CAMK, also known as CaMK, is an abbreviation for enzymes in the Ca2+/calmodulin-dependent protein kinase class. CAMK is activated by increasing the concentration of intracellular calcium (Ca2+) and calmodulin. After activation, the enzyme transfers phosphate from ATP to serine or threonine residues defined in other proteins, so they are serine/threonine-specific protein kinases. Activated CAMK is involved in the phosphorylation of transcription factors and is therefore involved in the regulation of expression of response genes. CAMK is also used to regulate the cell life cycle (ie, programmed cell death), rearrangement of the cytoskeleton network, and mechanisms involved in biological learning and memory.
Calcium/calmodulin-dependent protein kinase type 1 is an enzyme encoded by the CAMK1 gene in humans. Cal/calmodulin-dependent protein kinase I is expressed in many tissues and is part of the calmodulin-dependent protein kinase cascade. Calcium/calmodulin directly activates calcium/calmodulin-dependent protein kinase I by binding to the enzyme, and indirectly promotes phosphorylation and synergistic activation of the enzyme through calcium/calmodulin-dependent protein kinase I kinase.

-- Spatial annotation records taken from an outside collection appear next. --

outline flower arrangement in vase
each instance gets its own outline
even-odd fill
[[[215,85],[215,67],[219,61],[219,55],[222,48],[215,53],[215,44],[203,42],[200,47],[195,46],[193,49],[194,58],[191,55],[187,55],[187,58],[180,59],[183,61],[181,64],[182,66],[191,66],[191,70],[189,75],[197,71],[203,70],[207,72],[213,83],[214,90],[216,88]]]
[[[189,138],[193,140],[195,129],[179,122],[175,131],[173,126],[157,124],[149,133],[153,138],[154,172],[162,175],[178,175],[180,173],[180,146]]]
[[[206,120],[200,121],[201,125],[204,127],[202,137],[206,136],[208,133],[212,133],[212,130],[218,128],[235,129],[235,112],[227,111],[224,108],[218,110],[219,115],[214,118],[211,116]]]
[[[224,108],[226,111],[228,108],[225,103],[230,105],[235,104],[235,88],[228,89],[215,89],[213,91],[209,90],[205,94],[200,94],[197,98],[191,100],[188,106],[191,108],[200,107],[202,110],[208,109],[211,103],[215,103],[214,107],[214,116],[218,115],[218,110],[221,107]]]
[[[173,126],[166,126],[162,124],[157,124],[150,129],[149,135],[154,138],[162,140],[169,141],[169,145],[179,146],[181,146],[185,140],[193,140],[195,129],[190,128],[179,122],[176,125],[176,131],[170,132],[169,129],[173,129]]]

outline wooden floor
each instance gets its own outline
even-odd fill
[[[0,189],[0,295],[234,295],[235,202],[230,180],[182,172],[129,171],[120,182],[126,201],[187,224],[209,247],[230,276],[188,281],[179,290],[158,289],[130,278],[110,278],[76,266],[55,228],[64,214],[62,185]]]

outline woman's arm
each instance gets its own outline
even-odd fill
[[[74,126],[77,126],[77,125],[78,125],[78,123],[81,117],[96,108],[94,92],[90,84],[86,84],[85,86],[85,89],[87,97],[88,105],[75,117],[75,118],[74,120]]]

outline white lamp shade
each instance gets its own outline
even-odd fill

Figure 1. Protein structure of CAMK1.
Ca2+/calmodulin-dependent protein kinase II (CaM kinase II or CaMKII) is a serine/threonine-specific protein kinase that is regulated by the Ca2+/calmodulin complex. CaMKII participates in many signal cascades and is considered an important medium for learning and memory. CaMKII is also necessary for Ca2+ homeostasis and myocardial cell reuptake, chloride ion transport in the epithelium, positive T cell selection, and CD8 T cell activation.
Figure 2. Crystal structure of calcium/calmodulin-dependent protein kinase.

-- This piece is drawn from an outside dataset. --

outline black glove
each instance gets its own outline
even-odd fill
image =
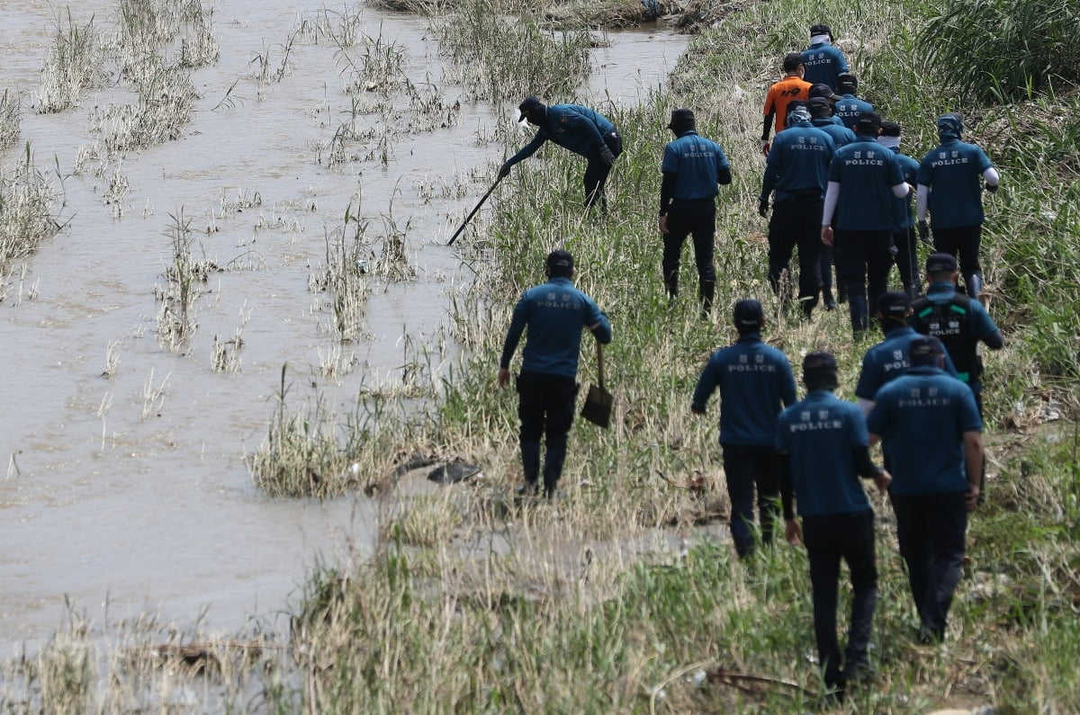
[[[922,241],[923,243],[930,243],[930,227],[927,225],[927,222],[919,221],[918,229],[919,229],[919,241]]]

The sensitivity of the CaMKII enzyme to calcium and calmodulin is controlled by variable and self-associated domains. This sensitivity level of CaMKII will also regulate different activation states of the enzyme. Initially, the enzyme is activated; however, since there is not enough calcium or calmodulin to bind to an adjacent subunit, autophosphorylation does not occur. With the accumulation of a large amount of calcium and calmodulin, autophosphorylation occurs, resulting in continuous activation of CaMKII enzyme for a short period of time. However, the threonine 286 residue was eventually dephosphorylated, causing CaMKII inactivation.
Figure 3. The structure of the kinase domain of CaMKII (gamma) rendered by pymol from PDB 2v7O, green sticks = nucleotide.
Calcium/calmodulin-dependent protein kinase type II subunit (CAMKIIα), also known as Ca2+/calmodulin-dependent protein kinase IIα, is a protein kinase encoded by the human CAMK2A gene. The product of the CAMK2A gene is an enzyme that belongs to the serine/threonine-specific protein kinase family and the Ca2+/calmodulin-dependent protein kinase II subfamily. Ca2+ ion signaling is essential for several aspects of glutamate synaptic plasticity. The enzyme consists of four different chains: α, β, γ, and δ. The alpha chain encoded by this gene is required for hippocampal long-term enhancement (LTP) and spatial learning. In addition to its calcium calmodulin (CaM) -dependent activity, the protein can also undergo autophosphorylation, resulting in CaM-independent activity. Two transcript variants encoding different isoforms have been identified for this gene.
Figure 4. Protein structure of CAMKIIα.
Some of pseudokinases that are related to the CAMK family include:
Tribbles-1 is one of three members of the Tribbles subfamily, which is part of the CAMK Ser/Thr protein kinase family of protein kinase superfamily. The Tribbles subfamily is one of the pseudokinases, which means that although the putative kinase region is expressed in its structure, it is non-catalytic. The Tribbles subfamily lacks a functional ATP-binding pocket, and therefore cannot phosphorylate its substrate; instead, the Tribbles protein functions as a scaffold protein that binds to its substrate to localize them to function.
Tribbles homolog 2 is an atypical protein kinase encoded by the TRIB2 gene in humans. TRIB2 is a pseudokinase member of the signal/scaffold protein (pseudoenzyme) class and has almost no residual catalytic output in vitro. Signals are known to transduce the typical MAPK pathway and regulate ubiquitination of substrates with important functions in the immune system. It is also associated with many diseases, especially in vertebrate leukemia models. Like TRIB1 and TRIB3, TRIB2 has recently been recognized as a potential allosteric drug target and is a regulator of putative cancer-related signals and survival through AKT pSer473 regulation.